# Help!!!!! Calf won't eat!!



## katlyn myers

My husband and I bought a bull calf on Friday and he won't eat. He is a little over 2 weeks old, and the day we got him he took his bottle just fine. The next day and since then he has refused, and won't even suck my fingers. We have been tube feeding him, and our vet has even had us give him shots to make him want to eat. He has no fever, no cough, and no watery eyes. He isn't scared of us either cause he love being petted. He drinks water and grazes a little, and won't drink milk from a bucket either. Should we just tube him till he is weaned. He is still very active.


----------



## Latestarter

Greetings and welcome to BYH fro NE Texas. Sorry the issue with your calf brought you to us. I'll tag a few folks who may be able to help. Meantime, please make yourself at home and browse around. There's lots of good stuff in the various threads.

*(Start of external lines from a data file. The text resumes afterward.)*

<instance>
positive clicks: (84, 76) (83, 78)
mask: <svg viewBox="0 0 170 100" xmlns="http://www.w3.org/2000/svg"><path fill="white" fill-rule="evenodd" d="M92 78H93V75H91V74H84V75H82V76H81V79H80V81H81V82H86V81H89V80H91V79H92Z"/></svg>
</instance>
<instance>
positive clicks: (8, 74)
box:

@farmerjan @greybeard @WildRoseBeef @jhm47 @cjc  I'm sure there a few more out there with cattle, but hopefully you'll get some answers or suggestions soon. Please consider adding at least your general location to your profile as it could be a pretty important factor in answering any question you ask. Hope your guy comes around.


----------



## katlyn myers

Thank you I updated where I live.


----------



## greybeard

It may the type milk you are feeding. Most calves do not like the soy based milk replacer, but it's not unusual that a newly purchased calf will go 'off feed'.

How's it's pooh looking?


----------



## katlyn myers

It's poop looks fine. He has no diarrhea. A cow farmer down the road told us he looks a couple weeks older than what we were told, and he said to go 2 days without tubing him. He said that should make him hungry enough to take the bottle, but it didn't work. They also said as active as he is he must be eating the hay or calf starter we have out.


----------



## jhm47

Does he drink water?  He must, or he wouldn't survive long. You might cut back on his water availability and see if that helps.


----------



## katlyn myers

Yes he drinks water. I will limit his availability to it. He is getting weaker and I had a vet come out. They said he is very dehydrated and he is starting to burn through his fat reserves. It's not looking good for him.


----------



## cjc

How is the calf doing? A bottle calf that wont eat is always a bad sign in my opinion. Doesn't mean it cant be turned around but they usually need immediate attention. I have had one refuse a bottle for half a day when they came to our farm, but never a full day. Sometimes a fever comes after illness is already fully taken over their system. Regardless of what you are feeding the calf, what type of replacer, a hungry calf will drink.


----------



## katlyn myers

He didn't make it. The vet wasn't even able to find what was wrong with him.


----------



## greybeard

Sorry to hear it.


----------



## Latestarter

sorry you lost him.


----------



## cjc

Awe that's too bad sorry to hear


----------



## norseofcourse

I'm so sorry he didn't make it


----------